The burning question is: Does the Indian working in the UAE
enjoy the privileges of the India-UAE tax treaty
even if he is not paying tax there?
Does the India-UAE tax treaty benefit the Indian employed there?
Along the lines of the India-Mauritius tax treaty, the right to
tax is solely the privilege of the resident country. Capital gains
are not subjected to tax in the UAE.
As per the India-UAE tax treaty, a UAE resident earning profits
from his investments in India, only the UAE government can impose
a tax on him. The resident is not liable to pay any income tax
in the UAE since there is no income tax in force there.
The security transaction tax provides for exemption of tax on
long term capital gains from equity shares in India. However,
short term investments of less than a year invite capital gains
tax in India.
The question therefore remains whether the treaty provides for
Indian residents
in UAE where there is no tax on income and capital
gains.
The tax treaty applies to individuals who reside in any one of
the two countries. The individual’s domicile status defines
his being a resident of either the UAE or India.

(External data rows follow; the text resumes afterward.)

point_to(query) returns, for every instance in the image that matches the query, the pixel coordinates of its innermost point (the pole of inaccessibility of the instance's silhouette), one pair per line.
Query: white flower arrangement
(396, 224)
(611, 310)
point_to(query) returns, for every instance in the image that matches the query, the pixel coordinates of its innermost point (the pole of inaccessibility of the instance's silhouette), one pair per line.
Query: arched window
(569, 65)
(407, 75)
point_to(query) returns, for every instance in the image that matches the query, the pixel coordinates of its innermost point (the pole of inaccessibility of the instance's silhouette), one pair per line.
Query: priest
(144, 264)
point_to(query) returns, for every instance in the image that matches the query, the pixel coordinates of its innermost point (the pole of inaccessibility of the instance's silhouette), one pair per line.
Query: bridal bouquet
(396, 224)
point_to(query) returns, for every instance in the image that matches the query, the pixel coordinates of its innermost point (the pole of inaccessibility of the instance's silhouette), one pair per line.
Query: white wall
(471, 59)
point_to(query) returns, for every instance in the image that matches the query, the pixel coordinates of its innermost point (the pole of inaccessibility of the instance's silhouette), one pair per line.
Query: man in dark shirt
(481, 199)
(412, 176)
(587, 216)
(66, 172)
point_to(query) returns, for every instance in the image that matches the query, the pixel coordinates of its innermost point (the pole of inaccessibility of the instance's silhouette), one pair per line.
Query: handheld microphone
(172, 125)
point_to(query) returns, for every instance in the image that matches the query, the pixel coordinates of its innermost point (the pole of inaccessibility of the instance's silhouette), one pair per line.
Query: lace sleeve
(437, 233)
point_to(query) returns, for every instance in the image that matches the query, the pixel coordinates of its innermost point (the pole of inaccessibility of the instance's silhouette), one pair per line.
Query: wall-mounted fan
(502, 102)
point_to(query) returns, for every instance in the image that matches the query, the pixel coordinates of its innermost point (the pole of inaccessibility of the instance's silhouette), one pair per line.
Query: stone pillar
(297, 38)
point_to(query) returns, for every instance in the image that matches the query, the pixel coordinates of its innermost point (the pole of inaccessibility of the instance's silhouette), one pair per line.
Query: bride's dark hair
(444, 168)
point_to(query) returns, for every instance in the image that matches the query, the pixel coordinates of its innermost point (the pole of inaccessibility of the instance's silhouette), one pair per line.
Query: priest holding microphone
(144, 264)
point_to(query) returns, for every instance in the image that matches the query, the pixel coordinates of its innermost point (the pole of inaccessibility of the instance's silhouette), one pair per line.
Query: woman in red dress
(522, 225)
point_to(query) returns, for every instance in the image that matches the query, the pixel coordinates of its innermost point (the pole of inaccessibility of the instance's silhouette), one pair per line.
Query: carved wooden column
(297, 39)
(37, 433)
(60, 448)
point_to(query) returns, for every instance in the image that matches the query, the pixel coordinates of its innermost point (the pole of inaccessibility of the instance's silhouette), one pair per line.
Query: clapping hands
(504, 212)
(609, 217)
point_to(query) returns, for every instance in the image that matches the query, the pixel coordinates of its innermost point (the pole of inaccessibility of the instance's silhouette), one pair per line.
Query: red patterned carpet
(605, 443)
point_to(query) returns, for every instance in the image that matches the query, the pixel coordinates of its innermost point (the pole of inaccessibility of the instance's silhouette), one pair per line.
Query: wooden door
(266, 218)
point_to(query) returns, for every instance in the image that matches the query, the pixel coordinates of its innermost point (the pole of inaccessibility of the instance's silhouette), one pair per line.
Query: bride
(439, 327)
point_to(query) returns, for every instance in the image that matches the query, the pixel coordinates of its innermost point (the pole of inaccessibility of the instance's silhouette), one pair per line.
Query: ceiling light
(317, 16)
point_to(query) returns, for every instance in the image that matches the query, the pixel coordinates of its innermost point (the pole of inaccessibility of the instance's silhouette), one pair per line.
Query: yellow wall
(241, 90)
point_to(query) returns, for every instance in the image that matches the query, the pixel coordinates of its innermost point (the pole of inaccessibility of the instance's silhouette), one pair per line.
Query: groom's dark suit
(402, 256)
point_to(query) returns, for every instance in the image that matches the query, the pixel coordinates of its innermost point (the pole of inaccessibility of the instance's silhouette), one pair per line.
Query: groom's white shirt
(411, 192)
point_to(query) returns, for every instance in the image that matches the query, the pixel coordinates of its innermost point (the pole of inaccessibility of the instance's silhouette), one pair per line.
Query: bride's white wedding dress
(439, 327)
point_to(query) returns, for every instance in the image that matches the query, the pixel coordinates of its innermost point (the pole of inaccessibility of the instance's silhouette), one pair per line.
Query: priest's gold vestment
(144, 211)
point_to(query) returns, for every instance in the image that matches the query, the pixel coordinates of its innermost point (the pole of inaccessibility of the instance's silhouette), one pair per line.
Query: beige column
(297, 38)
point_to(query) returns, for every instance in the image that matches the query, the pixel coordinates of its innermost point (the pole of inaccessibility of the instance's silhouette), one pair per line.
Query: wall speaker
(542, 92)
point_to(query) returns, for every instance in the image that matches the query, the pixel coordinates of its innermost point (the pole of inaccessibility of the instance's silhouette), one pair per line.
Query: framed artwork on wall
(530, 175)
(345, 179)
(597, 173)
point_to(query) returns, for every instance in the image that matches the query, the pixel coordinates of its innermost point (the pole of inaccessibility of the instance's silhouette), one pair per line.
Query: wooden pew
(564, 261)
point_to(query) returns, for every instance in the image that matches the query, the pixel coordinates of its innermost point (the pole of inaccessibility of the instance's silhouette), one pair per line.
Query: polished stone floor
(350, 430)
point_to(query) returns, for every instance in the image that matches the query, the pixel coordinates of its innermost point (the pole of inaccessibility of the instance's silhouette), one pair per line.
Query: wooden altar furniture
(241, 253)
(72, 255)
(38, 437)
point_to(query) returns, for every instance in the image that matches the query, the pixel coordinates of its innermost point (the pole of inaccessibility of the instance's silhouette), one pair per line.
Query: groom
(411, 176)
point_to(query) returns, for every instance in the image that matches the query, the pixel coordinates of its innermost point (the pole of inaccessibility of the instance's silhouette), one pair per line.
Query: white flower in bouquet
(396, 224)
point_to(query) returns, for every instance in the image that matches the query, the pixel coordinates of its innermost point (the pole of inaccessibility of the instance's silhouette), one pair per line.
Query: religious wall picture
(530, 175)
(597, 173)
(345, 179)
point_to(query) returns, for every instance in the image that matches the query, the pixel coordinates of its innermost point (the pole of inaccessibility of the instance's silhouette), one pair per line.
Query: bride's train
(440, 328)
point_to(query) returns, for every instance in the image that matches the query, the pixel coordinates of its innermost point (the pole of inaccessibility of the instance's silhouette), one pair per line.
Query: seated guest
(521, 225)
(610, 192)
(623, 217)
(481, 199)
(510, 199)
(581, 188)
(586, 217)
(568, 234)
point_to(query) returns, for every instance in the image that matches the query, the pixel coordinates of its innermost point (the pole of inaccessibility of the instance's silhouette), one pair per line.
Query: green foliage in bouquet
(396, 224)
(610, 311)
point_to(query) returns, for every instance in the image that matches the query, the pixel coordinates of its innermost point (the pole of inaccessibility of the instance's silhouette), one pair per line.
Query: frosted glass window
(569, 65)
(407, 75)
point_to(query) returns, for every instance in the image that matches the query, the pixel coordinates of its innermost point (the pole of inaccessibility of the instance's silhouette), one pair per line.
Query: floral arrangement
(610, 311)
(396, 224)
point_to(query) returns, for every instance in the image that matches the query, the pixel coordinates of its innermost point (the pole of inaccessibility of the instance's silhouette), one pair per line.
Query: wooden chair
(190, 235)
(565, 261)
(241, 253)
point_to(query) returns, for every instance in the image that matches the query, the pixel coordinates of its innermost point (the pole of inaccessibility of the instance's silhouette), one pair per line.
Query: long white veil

Taking the case of M.A.Rafique, the Authority for Advance Rulings
(AAR) held that he was eligible to enjoy the privileges of the
tax treaty, and that he was not liable to pay capital gains tax
in India. The ruling observed that the objective of the tax treaty
was to encourage
NRI investment in India, and that the UAE Government could
take a call on capital gains made by UAE resident investors.
On the other hand, the AAR gave the term liable to tax a different
connotation, and equated it with the term subject to tax in the
Cyril Pereira case. Since no taxes are paid in the UAE, the applicant
Cyril Pereira was not considered a tax resident of that country
and was therefore entitled to benefits of the tax treaty.
The Supreme Court ruling in the Azadi Bachao Andolan case did
not accept that the issue of double taxation can arise only when
tax is actually paid in one of the countries. This ruling contradicts
the AAR ruling, according to the Mumbai Tribunal, which followed
the precedent set by the apex court in the Assistant Director
of Income Tax Vs.Green Emirate Shipping and Travels case.
The India - Saudi Arabia tax treaty states that an individual
residing in Saudi
Arabia for more than 183 days is a resident of that country,
and therefore not liable to tax there.
Clarity of these issues by the Indian government is urgently
needed for NRIs working on their investments.